18h00.
L’heure fatidique. C’est toujours à 18h que mon cœur commence à
battre et que le doute m’attaque. Ce soir, va-t-il rentrer à la maison
ou pas ?
Cela fait 10 ans que cela dure. Depuis le jour où j’ai appris son
infidélité, je n’ai jamais pu oublier ni lui refaire confiance. Une amie
a dit un jour que lorsqu’un vase en cristal se casse, on peut le
recoller, mais il ne sera jamais aussi beau. Pareil pour la confiance.
On ne peut plus jamais faire confiance à une personne qui a trompé.
C’est ainsi.
Il est vrai qu’il a pleuré, qu’il a supplié, qu’il a promis…Il est
vrai que depuis 10 ans je n’ai jamais rien remarqué de louche, mais rien
à faire, le doute est là.
10 ans. Mais les plaies restent ouvertes. Impossible à cicatriser.

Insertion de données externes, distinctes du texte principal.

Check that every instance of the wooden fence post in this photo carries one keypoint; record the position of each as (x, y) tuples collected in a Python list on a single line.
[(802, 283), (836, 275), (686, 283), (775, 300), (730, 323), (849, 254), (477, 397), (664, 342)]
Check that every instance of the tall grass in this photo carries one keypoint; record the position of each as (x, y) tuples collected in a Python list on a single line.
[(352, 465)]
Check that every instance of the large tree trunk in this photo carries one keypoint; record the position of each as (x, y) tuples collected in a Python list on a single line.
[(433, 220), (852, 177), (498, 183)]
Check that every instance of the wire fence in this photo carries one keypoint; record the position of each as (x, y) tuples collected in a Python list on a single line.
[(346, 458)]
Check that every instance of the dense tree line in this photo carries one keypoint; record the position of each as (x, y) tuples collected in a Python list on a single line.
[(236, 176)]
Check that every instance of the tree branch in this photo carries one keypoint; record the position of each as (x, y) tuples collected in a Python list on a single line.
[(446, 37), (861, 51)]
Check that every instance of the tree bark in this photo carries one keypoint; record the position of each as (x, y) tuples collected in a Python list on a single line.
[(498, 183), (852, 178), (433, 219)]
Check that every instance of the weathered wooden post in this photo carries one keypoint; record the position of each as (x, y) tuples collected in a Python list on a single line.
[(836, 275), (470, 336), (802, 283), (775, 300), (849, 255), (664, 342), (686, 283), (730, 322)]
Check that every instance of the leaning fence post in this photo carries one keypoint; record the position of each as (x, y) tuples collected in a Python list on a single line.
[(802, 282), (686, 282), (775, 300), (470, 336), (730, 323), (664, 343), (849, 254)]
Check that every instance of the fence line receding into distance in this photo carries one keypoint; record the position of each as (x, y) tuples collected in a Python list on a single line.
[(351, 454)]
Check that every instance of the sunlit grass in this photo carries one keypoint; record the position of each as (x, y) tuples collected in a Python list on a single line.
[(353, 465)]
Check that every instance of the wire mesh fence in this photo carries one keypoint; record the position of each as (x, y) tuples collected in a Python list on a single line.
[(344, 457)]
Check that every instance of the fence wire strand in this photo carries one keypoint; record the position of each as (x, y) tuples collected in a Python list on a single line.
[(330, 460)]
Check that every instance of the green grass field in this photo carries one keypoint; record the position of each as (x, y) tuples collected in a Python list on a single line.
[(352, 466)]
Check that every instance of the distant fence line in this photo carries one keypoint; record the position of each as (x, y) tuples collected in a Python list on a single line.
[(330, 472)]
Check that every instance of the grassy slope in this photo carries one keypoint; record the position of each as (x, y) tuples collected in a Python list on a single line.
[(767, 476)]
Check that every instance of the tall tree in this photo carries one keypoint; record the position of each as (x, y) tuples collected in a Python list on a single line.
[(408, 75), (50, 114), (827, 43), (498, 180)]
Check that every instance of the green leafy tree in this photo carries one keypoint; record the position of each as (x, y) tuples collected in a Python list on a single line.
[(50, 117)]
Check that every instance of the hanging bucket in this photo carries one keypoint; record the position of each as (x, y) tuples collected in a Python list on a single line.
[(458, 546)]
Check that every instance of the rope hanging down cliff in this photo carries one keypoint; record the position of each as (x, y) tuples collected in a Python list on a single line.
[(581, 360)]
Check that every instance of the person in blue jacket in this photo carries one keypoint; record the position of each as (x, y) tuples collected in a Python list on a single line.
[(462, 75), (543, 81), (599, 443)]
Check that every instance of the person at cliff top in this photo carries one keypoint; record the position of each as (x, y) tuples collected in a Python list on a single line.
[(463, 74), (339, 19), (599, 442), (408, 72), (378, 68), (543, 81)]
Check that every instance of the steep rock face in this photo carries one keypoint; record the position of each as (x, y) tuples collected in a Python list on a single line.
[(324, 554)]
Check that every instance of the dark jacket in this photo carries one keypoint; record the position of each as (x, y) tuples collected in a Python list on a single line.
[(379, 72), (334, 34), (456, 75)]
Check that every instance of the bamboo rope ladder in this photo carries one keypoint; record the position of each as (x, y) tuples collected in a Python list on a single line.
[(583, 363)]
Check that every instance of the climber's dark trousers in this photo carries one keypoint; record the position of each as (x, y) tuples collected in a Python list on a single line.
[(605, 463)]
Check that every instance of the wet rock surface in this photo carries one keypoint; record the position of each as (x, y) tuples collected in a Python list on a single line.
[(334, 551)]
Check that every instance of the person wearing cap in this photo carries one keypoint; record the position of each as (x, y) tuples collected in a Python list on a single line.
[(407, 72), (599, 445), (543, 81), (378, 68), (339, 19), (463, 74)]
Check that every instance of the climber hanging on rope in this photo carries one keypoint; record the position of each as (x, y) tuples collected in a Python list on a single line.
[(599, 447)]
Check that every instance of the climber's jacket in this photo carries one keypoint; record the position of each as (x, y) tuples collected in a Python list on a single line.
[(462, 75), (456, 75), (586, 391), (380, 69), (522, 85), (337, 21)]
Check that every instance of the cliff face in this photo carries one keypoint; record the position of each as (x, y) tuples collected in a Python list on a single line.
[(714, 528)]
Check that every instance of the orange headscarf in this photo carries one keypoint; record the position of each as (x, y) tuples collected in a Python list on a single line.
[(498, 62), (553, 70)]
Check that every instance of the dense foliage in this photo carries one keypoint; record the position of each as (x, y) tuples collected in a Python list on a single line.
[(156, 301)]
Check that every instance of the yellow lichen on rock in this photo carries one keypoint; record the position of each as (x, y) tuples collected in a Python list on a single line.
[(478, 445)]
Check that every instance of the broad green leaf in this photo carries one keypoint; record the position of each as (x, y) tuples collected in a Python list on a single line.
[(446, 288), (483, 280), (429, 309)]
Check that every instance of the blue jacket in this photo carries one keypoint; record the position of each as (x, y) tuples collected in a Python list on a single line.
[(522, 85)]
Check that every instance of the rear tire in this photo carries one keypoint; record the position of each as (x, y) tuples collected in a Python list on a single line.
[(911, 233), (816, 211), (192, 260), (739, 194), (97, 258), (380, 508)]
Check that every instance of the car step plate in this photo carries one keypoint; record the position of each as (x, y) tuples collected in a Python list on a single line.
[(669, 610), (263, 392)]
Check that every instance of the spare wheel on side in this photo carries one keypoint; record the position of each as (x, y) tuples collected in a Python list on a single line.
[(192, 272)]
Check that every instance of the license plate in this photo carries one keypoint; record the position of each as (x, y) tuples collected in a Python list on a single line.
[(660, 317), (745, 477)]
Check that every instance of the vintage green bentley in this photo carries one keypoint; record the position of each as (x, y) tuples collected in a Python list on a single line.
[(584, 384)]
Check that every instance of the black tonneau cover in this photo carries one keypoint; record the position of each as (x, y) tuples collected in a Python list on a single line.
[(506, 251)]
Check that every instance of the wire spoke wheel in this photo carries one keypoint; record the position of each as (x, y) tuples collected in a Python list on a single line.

Impossible. Lorsque l’on se donne entièrement à une personne, on ne peut
comprendre qu’elle nous trompe. La pire des trahisons.
Je regarde l’heure. Je vais moi-même quitter mon bureau bientôt, mais
en esprit, j’ai déjà fermé mes dossiers. Va-t-il rentrer à la
maison ?.
Je m’impatiente. Je ne tiens plus en place. Je me balance dans mon
fauteuil. Je range mon bureau. Je jette un coup d’œil à mon PC. Allez,
un petit coup d’œil sur facebook fait passer le temps plus vite. Mais
rien à faire, la concentration est ailleurs.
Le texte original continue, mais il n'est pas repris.